SOURce:CURRent MINimum;:INPut ON?

この複合コマンドにはSOURce?とINPutの2つのルートノードが存在します。

2つ目以降のコマンドがコロンから始まる場合は、前回のコマンドで指定したパスはクリアされます。

・  1行に送信できる文字数は最大255バイトです。

特別な記号

SCPIコマンドの記述のために本書で使用している特別な記号について以下のように定義します。

・   {}に囲まれて“|”で区切られた文字や数字はその中の1つを選ぶことを表します。
実際のプログラムでは{}を記述しないでください。

・   <>は、プログラムデータを表します。
<>は実際のプログラムでは記述しないでください。

・   []は、オプションデータを表します。
プログラムと一緒に送信されない場合には、デフォルト値が適用されます。
[]は実際のプログラムでは記述しないでください。

クエリ

装置の設定やステータスを問い合わせることができます。

プログラムヘッダ部の末尾に疑問符「?」を付けます。

クエリがパラメータを持つ場合には、疑問符の後にスペースを入れて、その後にパラメータを記述します。

SOURce:CURRent? MIN

■ レスポンス

クエリに対するレスポンスです。常に装置からホストコンピュータへ送られるメッセージです。装置のステータスや測定値を、コンピュータに伝えます。

NOTE

2つのクエリを別々の行で送信する場合には、最初の応答を読み取ってから、2行目のクエリを送信してください。

・ GPIB、USB
一度に2行のクエリを送信すると、SCPIエラー(-410, “Query INTER-RUPTED”)が発生する場合があります。

・ RS232C
一度に2行のクエリを送信すると、最初に不完全な応答を受信し、続いて2番目で完全な応答を受信する場合があります。

文字列の終了

すべてのコマンドは、有効なターミネータで終了しなければなりません。

ターミネータには<new line>(ASCII 0x0A)とEOI(end-or-identify)があります。どちらか一方が指定されていれば、ターミネータとして機能します。

RS232CにはEOIが存在しないため、必ず<new line>を使用してください。

USBにもEOIは存在しません。ただし、<new line>とは別のターミネータが自動的に付けられます。<new line>を付けても付けなくてもかまいません。

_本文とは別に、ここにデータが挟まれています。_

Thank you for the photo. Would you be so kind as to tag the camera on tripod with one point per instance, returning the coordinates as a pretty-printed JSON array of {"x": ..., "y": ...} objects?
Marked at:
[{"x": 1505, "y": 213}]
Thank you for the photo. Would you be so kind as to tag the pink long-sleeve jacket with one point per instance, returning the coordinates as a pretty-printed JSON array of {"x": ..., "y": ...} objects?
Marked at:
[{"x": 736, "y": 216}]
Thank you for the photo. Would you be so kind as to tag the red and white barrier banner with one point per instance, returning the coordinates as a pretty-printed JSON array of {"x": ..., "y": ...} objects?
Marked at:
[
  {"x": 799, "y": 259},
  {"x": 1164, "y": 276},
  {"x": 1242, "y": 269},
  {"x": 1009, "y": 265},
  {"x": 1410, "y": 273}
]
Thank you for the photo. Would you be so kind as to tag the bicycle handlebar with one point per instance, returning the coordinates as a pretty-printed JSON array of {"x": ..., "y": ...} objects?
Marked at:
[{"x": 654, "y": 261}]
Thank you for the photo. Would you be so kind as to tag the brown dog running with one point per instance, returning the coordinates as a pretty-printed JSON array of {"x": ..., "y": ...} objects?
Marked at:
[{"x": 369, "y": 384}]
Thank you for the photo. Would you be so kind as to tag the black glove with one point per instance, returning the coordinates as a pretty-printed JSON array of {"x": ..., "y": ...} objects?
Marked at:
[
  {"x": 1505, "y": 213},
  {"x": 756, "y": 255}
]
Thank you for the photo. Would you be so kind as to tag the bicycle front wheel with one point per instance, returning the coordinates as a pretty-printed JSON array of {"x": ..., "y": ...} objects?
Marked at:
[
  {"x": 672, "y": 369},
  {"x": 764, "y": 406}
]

コマンドストリングを終了すると、パスは必ずルートレベルにリセットされます。

NOTE

CR(ASCII 0x0D)はターミネータではありません。

共通コマンド

IEEE-488.2およびSCPI規格には、リセットや自己診断などの機能用に一連の共通コマンドがあります。これらの共通コマンドは必ず*(アスタリスク)で始まります。1つ、または、複数のパラメータを持っている場合があります。